Coder Social home page Coder Social logo

"Error while generating embeddings: runtime error: loading model failed: specified file not found in archive" Huggingface /settings endpoint about meilisearch HOT 10 OPEN

emraza1ai avatar emraza1ai commented on June 16, 2024
"Error while generating embeddings: runtime error: loading model failed: specified file not found in archive" Huggingface /settings endpoint

from meilisearch.

Comments (10)

sanders41 avatar sanders41 commented on June 16, 2024

The issue may be that a BERT model is required, I don't think is BAAI/bge-m3 BERT? Have you tried BERT models and still get the same error?

https://www.meilisearch.com/docs/learn/experimental/vector_search#generate-auto-embeddings-with-huggingface

from meilisearch.

emraza1ai avatar emraza1ai commented on June 16, 2024

You are right.
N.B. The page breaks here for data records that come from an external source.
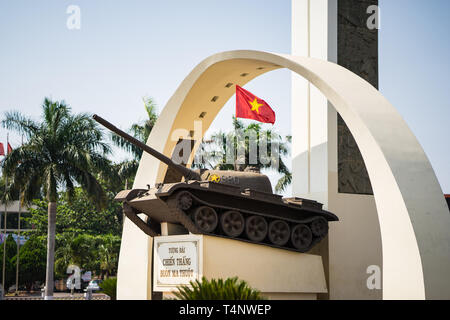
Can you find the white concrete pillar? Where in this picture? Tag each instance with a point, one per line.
(315, 160)
(314, 34)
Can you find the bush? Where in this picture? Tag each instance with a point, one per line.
(230, 289)
(109, 287)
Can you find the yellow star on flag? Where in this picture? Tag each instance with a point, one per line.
(214, 178)
(255, 105)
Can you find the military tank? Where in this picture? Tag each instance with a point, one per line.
(230, 204)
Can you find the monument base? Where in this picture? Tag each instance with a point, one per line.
(277, 273)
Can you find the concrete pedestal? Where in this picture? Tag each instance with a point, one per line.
(277, 273)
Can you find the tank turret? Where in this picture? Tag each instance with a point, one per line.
(231, 204)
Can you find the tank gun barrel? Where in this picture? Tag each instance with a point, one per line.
(188, 174)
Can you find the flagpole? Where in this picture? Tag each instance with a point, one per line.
(4, 233)
(18, 238)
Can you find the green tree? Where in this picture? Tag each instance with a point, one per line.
(108, 254)
(141, 130)
(109, 287)
(10, 267)
(32, 261)
(212, 154)
(230, 289)
(61, 151)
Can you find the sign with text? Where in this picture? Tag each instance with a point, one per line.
(177, 260)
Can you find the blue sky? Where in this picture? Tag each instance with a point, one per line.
(129, 49)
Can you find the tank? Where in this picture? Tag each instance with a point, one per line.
(229, 204)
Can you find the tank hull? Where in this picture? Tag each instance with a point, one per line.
(230, 212)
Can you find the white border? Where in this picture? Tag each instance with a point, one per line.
(178, 238)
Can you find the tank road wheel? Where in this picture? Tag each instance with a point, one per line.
(232, 223)
(301, 237)
(256, 228)
(319, 227)
(279, 232)
(205, 218)
(184, 200)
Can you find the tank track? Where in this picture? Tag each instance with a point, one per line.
(198, 218)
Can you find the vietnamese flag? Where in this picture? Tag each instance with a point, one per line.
(249, 106)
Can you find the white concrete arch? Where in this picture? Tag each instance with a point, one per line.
(413, 215)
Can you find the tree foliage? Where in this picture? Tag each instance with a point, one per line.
(109, 287)
(230, 289)
(32, 261)
(10, 267)
(62, 150)
(126, 170)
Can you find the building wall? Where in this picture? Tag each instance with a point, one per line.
(332, 30)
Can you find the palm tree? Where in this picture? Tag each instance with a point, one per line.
(127, 169)
(212, 153)
(61, 151)
(108, 256)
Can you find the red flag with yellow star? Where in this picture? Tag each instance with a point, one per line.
(249, 106)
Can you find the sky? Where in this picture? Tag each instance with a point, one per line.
(125, 50)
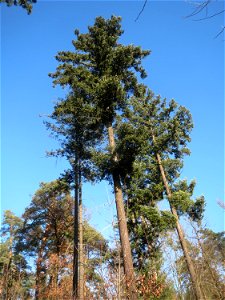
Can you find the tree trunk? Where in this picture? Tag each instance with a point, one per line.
(197, 290)
(81, 255)
(123, 231)
(76, 225)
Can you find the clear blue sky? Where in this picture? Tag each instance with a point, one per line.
(186, 64)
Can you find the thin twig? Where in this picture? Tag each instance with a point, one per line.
(209, 17)
(143, 7)
(221, 31)
(199, 9)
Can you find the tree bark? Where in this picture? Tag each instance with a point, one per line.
(122, 222)
(81, 255)
(76, 233)
(197, 290)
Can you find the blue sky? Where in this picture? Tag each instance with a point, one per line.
(186, 64)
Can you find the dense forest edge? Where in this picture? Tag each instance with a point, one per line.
(110, 126)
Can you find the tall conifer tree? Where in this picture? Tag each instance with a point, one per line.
(104, 71)
(166, 128)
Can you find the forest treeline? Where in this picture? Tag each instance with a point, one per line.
(110, 126)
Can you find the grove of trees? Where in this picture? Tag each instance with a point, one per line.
(112, 127)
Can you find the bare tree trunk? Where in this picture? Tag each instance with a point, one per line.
(76, 233)
(197, 290)
(124, 237)
(81, 254)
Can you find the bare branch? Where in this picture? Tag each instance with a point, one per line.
(199, 9)
(143, 7)
(209, 17)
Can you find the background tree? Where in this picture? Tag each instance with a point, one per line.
(167, 130)
(16, 279)
(103, 70)
(26, 4)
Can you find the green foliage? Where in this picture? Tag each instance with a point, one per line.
(26, 4)
(16, 280)
(184, 204)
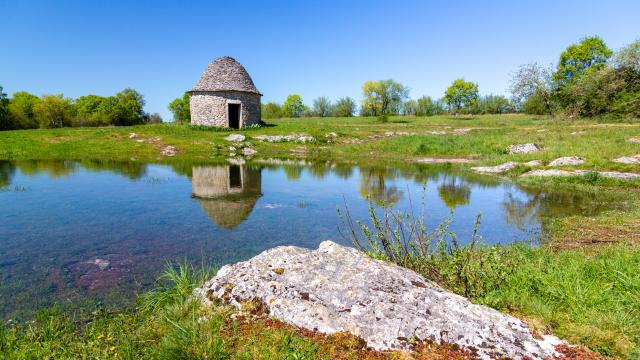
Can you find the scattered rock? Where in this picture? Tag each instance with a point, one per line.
(339, 289)
(533, 163)
(169, 151)
(301, 138)
(103, 264)
(523, 148)
(498, 169)
(567, 161)
(607, 174)
(628, 159)
(235, 138)
(619, 175)
(549, 172)
(444, 161)
(462, 131)
(248, 151)
(236, 161)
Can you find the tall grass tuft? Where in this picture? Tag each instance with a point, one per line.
(176, 284)
(469, 268)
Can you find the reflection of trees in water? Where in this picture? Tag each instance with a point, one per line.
(373, 186)
(131, 169)
(227, 193)
(7, 170)
(61, 168)
(454, 192)
(545, 205)
(293, 172)
(53, 168)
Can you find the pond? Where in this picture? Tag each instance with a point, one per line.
(94, 233)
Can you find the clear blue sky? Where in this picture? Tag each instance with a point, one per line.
(315, 48)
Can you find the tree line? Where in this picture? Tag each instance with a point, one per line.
(27, 111)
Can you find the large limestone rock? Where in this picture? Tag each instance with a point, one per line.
(336, 288)
(561, 173)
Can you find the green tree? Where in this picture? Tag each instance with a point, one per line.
(461, 95)
(128, 109)
(54, 111)
(154, 118)
(344, 107)
(271, 110)
(532, 89)
(322, 106)
(410, 107)
(180, 109)
(384, 97)
(629, 57)
(21, 110)
(426, 106)
(493, 104)
(6, 122)
(293, 106)
(590, 53)
(93, 110)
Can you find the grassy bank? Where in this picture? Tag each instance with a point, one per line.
(482, 138)
(588, 296)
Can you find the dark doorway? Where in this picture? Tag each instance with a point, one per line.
(235, 179)
(234, 116)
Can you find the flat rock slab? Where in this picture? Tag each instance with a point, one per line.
(628, 159)
(607, 174)
(499, 169)
(336, 288)
(235, 138)
(301, 138)
(443, 161)
(567, 161)
(523, 148)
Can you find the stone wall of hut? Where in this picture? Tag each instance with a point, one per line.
(209, 108)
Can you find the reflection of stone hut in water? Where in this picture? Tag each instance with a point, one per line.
(227, 193)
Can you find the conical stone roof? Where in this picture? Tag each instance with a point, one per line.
(225, 74)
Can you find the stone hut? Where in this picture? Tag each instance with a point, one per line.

BAAI/bge-m3 is based on XLM-Roberta not BERT.
But I have tried avsolatorio/GIST-all-MiniLM-L6-v2 which is based on BERT to no avail:

uid=73 index_uid='meeting_actions' status='failed' type='settingsUpdate' details={'embedders': {'default': {'source': 'huggingFace', 'model': 'avsolatorio/GIST-all-MiniLM-L6-v2'}}} error={'message': 'internal: Error while generating embeddings: runtime error: loading model failed: specified file not found in archive.', 'code': 'internal', 'type': 'internal', 'link': 'https://docs.meilisearch.com/errors#internal'} canceled_by=None duration='PT23.760405S' enqueued_at=datetime.datetime(2024, 2, 10, 14, 34, 31, 113366) started_at=datetime.datetime(2024, 2, 10, 14, 34, 31, 115745) finished_at=datetime.datetime(2024, 2, 10, 14, 34, 54, 876150)

from meilisearch.

emraza1ai avatar emraza1ai commented on June 16, 2024

I even tried the model mentioned at doc link shared by you @sanders41 https://www.meilisearch.com/docs/learn/experimental/vector_search#generate-auto-embeddings-with-huggingface,
it downloads BAAI/bge-base-en-v1.5 :

config.json [00:00:00] [███████████████████████████████████████████████████████████████████] 777 B/777 B 1.09 KiB/s (0s)
tokenizer.json [00:00:01] [████████████████████████████████████████████████████] 694.72 KiB/694.72 KiB 459.47 KiB/s (0s)
pytorch_model.bin [00:01:36] [███████████████████████████████████████████████████] 417.71 MiB/417.71 MiB 4.32 MiB/s (0s)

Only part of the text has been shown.